Analysing Dracula
Want to share your content on R-bloggers? click here if you have a blog, or here if you don't.
I recently read Bram Stoker’s Dracula, mostly because I wanted to rewatch the 1990s movie of the same name and see how badly they’d mutilated the story. [Update 26/04/2015: I rewatched the 1992 movie and while it’s the most faithful version to the book, it has some weird additions and is utterly appalling. People have been mean about Keanu Reeves’ performance, but he’s no worse than anyone else and the direction is the real issue. The Annie Lennox song at the end is nice, though]. The book is wholly composed of diary entries, letters and newspaper clippings. This means that it’s effectively a self-contained social network, with every “sample” having a date, an author and an intended recipient. It occurred to me that it might be interesting to look at these data and nobody else seems to have done so. Fortunately, someone had tabulated much of the data, even if they hadn’t done anything further with it. Therefore, thanks to Harold J Hotchkiss for typing it up over a decade ago.
Did it really happen?
Obviously not. The year it takes place isn’t important, but it was published in 1897 and ends with a note dated “7 years later”, so let’s assume it takes place in 1890. If you calculate the days of the week that events occur on throughout the book, you get the plot below. I have no empirical evidence to back this up, but it looks too evenly distributed to me to be real. I’ve looked at real time series before and you will generally see some sort of trend, be it for weekdays, weekends or a particularly day. As it says in the book, “denn die Todten reiten Schnell” (“for the dead travel fast”) and they apparently don’t take days off, either.
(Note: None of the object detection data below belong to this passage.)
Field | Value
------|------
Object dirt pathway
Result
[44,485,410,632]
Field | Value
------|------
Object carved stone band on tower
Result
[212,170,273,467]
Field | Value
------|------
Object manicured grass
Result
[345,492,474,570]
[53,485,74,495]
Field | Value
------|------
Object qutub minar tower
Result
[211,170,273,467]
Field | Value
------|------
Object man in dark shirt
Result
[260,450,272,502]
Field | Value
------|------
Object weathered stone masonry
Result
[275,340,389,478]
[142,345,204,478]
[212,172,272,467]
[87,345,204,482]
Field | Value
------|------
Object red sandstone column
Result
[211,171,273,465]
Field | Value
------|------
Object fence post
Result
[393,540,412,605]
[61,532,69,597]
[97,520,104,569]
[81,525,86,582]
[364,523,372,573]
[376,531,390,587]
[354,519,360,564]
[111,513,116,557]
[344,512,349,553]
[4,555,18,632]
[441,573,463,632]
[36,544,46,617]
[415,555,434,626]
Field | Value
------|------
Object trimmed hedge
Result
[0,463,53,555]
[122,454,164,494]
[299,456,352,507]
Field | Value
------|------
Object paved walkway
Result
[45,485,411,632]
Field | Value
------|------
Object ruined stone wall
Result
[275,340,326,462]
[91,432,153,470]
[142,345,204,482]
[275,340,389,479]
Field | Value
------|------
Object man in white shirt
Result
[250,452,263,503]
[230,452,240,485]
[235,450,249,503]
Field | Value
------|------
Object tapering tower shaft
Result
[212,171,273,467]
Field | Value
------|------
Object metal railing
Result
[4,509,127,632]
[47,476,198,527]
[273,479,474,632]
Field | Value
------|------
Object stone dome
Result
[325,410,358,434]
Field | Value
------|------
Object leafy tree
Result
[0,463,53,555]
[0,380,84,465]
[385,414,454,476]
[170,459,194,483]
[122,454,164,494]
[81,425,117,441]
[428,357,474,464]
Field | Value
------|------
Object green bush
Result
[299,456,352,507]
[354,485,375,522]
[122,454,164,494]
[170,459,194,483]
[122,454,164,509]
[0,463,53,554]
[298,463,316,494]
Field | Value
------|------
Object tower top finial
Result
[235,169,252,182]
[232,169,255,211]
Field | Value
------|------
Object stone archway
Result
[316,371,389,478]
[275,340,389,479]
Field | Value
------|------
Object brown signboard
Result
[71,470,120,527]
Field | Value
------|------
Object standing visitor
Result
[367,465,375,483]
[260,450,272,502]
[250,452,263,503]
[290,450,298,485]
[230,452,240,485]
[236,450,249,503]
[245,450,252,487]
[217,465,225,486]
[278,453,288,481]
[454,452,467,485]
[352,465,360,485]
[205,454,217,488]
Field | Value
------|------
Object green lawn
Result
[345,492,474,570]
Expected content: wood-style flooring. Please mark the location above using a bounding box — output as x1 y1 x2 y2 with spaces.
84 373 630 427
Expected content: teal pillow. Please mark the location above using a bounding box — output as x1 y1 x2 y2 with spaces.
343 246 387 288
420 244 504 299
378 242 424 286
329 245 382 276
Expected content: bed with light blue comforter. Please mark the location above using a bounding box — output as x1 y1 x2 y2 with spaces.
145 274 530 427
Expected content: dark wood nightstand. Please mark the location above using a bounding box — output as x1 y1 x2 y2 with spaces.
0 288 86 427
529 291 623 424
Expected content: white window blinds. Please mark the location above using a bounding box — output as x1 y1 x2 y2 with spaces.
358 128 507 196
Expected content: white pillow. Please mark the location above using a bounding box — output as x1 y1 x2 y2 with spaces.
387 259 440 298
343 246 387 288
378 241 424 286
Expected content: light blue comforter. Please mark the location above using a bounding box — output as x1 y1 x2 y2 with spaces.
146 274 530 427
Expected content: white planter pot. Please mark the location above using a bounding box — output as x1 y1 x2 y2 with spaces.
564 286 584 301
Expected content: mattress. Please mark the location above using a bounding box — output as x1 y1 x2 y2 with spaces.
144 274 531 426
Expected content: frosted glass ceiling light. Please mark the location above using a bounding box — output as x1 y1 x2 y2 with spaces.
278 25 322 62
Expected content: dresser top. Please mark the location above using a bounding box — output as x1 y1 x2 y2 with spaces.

Authorship and structure of the book
~70% of the book is diary entries chiefly written by 3 authors. John Seward (~40% of diary entries), Jonathan Harker (~31% of diary entries) and Wilhelmina “Mina” Murray-Harker (~24% of diary entries). Mina gets a double-barreled surname because she marries Jonathan midway in the book and changes her surname, which was the style at the time. I needed a single name to refer to both her ‘states’. There is some truly incredible sexism in the book, it seems like gender was a big deal in the late 19th century. You can divide documents by the type (e.g. letter, diary entry, etc) and also both who they are sent by and to.
The above figures are global summaries of the entire book. What is happening over the course of the book? This is slightly complicated because the book isn’t in strict chronological order; chapters may feature letters and events that occurred previously.
The figure above gives a clear view of the structure of the book. The plots below show who is writing what and to whom. The first few chapters are Jonathan Harker’s diary of events in Castle Dracula, before a flurry of letters to introduce most of the rest of the characters. Subsequently, the captain of the Demeter gives his account of bringing Dracula to Whitby (summary; not a lot of fun), and then Dr Seward gets on with the business of writing the majority of the book. You can also clearly see how certain characters come and go; for example, Lucy Westenra’s death and Jonathan Harker’s heroic reappearance in the second half.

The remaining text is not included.